No doubt spurred into action by Dario Franchitti's admission that Saturday night's IndyCar Series event at Richmond International Raceway was 'dreadful' - both for the drivers and the fans - series organisers have announced plans to tinker with the specification of its oval set-up in a bid to enable more overtaking.

According to the official IndyCar website, various aerodynamic options will be made available to teams for use on the 1.5-mile ovals, giving competitors the freedom to create different aero set-ups and, hopefully, generate the sort of passing opportunities that made the IRL interesting to watch in years past.

While the series has mandated the removal the 0.125-inch front wing wicker from the aero package for September's Indy Japan 300 at Motegi, it is planned to increase downforce levels at the other 1.5-mile ovals by anything up to 300lbs via the use of flick-ups and sidepod extensions, as well as brake backing plates and track-specific aerodynamics packages.

The rounds at Kentucky Speedway, Chicagoland and Homestead-Miami this season, and future events at both Kansas Speedway and Texas Motor Speedway would be covered by the changes after races in 2009 left all involved in something approaching a stupor. All components are free to use as the teams see fit, although some are hoping that the measures can be extended if necessary.

"Hopefully, they'll be open-minded enough that, if we get to Kentucky, start running and it's not enough, we'll take another shot at it," Dreyer & Reinbold Racing's Larry Curry told the Indianapolis Star, "A lot of this stuff [is] things we can just unbolt."

With three road or street courses next on the agenda, the first oval event to utilise the new specification will be next month's Meijer Indy 300 presented by Red Baron and Edy's at Kentucky Speedway.

"The good news is it shouldn't introduce costs back into what we're doing because these are all things teams have had and know what their affect is," competition and operations president Brian Barnhart pointed out.

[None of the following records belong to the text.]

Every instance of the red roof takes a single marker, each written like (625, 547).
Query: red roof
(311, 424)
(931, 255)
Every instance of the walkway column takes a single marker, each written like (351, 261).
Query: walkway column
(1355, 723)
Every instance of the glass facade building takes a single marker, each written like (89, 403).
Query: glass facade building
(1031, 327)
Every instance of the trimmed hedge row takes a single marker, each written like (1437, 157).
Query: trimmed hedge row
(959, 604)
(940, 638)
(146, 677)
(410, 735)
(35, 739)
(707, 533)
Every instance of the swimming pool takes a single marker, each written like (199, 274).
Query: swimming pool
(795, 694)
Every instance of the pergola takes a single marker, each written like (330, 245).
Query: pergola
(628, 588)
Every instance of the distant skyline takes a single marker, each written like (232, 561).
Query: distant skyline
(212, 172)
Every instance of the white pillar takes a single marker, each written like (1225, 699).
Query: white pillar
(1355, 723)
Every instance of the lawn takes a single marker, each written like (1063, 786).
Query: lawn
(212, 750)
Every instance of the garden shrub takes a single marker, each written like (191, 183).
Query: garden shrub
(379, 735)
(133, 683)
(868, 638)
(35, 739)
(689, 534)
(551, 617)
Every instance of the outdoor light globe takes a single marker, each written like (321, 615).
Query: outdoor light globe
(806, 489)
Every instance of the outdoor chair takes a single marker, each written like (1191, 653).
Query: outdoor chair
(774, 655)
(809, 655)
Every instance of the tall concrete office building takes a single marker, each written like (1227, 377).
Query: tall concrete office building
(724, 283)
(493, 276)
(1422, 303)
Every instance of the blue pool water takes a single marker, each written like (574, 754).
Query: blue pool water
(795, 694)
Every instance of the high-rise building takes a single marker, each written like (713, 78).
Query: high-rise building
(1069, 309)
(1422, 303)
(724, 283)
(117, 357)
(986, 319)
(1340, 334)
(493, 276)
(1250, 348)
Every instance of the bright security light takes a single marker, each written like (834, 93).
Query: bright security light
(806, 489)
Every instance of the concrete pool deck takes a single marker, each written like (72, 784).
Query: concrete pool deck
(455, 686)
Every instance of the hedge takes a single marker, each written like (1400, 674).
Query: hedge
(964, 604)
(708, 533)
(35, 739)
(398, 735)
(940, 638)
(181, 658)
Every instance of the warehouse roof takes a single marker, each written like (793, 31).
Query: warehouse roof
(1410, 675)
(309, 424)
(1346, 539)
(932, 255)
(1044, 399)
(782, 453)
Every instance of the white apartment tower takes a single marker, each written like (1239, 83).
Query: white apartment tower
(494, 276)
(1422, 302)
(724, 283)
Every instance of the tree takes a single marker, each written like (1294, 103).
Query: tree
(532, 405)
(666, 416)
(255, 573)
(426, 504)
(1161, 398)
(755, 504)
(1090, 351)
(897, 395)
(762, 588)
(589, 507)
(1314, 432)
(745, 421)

"We have always prided ourselves on doing our best to create the most entertaining and compelling on-track product in motorsports and, I think, in the last several years - especially with this version of race car - we've been very successful in achieving that."

When races at Texas, notorious for producing some of the closest side-by-side finishes in IRL history, are criticised for being pedestrian and processional, alarm bells begin to ring, although the current technical package has been in service throughout both periods. The Dallara chassis has been used since 2003, while Honda engines and Firestone tyres are both known quantities, although both have been subject to tinkering over the years. The only alterations to the mandatory technical specification for 2009 were moving to a standard 122-inch wheelbase for ovals and a relocation of the exhaust outlet.

"It will make for side-by-side racing because we'll have more grip, and that's what the fans want," veteran racer Tony Kanaan told the Indianapolis Star, "Richmond was pathetic. If I was a fan, I would have left by lap 30."